Automation via Logic Apps or Power Automate​

For simpler scenarios or where there's no native SCIM integration, Azure Logic Apps and Power Automate allow creating flows that:

  • Read an Excel or SharePoint spreadsheet with employee data
  • Compare with current Entra ID data via Graph API
  • Automatically update differences

Webhooks and Notifications via Graph API Change Notifications​

The Graph API supports subscriptions (change subscriptions): you register an HTTP endpoint and Azure notifies that endpoint whenever a user or group is created, updated or deleted. This allows external systems to react to Entra ID changes in near real-time.

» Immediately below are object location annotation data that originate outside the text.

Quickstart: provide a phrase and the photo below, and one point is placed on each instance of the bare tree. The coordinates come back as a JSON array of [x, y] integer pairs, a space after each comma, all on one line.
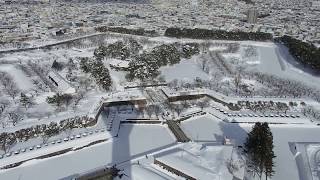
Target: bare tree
[[150, 110], [6, 141], [204, 103]]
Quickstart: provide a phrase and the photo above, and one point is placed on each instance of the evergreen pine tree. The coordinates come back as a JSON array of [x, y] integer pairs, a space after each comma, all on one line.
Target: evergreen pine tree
[[25, 100], [259, 150]]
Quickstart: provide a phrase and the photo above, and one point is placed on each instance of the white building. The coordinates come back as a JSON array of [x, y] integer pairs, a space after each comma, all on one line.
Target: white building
[[62, 85]]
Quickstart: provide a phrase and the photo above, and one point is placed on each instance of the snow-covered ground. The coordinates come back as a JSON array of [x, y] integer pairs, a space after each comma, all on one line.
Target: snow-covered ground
[[132, 141], [200, 162]]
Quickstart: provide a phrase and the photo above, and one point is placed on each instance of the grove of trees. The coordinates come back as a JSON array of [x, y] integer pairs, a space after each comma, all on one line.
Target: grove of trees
[[217, 34], [259, 150], [307, 54], [98, 71], [145, 66]]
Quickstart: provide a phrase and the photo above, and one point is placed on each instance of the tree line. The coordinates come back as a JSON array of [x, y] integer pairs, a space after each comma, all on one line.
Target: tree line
[[217, 34], [122, 30], [146, 65], [307, 54]]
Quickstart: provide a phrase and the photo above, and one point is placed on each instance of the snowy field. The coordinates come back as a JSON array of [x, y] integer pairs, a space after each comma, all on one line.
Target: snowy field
[[125, 142], [208, 162], [131, 142]]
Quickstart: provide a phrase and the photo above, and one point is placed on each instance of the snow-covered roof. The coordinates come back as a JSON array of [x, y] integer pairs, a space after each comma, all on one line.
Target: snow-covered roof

POST https://graph.microsoft.com/v1.0/subscriptions
{
"changeType": "updated",
"notificationUrl": "https://your-system.contoso.com/webhook",
"resource": "users",
"expirationDateTime": "2025-04-01T00:00:00Z"
}

13. Final Summary​

Essential points:

  • User and group properties are not just metadata: they control dynamic group memberships, license eligibility, conditional access and automation flows.
  • The Object ID is the immutable and reliable identifier. The UPN can change; the Object ID never changes.
  • The Group Type (Security vs. M365) is immutable after creation. The Membership Type can be changed, but converts all members.
  • The group owners property allows delegating management without granting global administrative roles.

Critical differences:

  • Hybrid environment: attributes synchronized from on-premises AD must be edited in local AD, not in the Azure portal. Direct edits will be overwritten.
  • Dynamic groups depend on attribute quality. Inconsistent data generates incorrect associations.
  • Pause vs. Convert: pausing a dynamic group preserves current members; converting from Dynamic to Assigned also preserves. Converting from Assigned to Dynamic deletes all members.
  • "Member" as userType (internal vs. guest) is different from "Member" as group role (access vs. ownership).

What needs to be remembered:

  • Always validate dynamic rules before applying in production, using the portal's validation tool.
  • Define at least two owners per group to avoid orphaned groups.
  • Fill usageLocation and organizational attributes at user creation time.
  • In scripts and integrations, always use Object ID as reference to user or group, never UPN or Display Name.
  • Changes to dynamic groups can take hours to propagate in large tenants. Plan adequate change windows.
  • Check the Audit Log to track who changed what and when, especially before investigating access problems.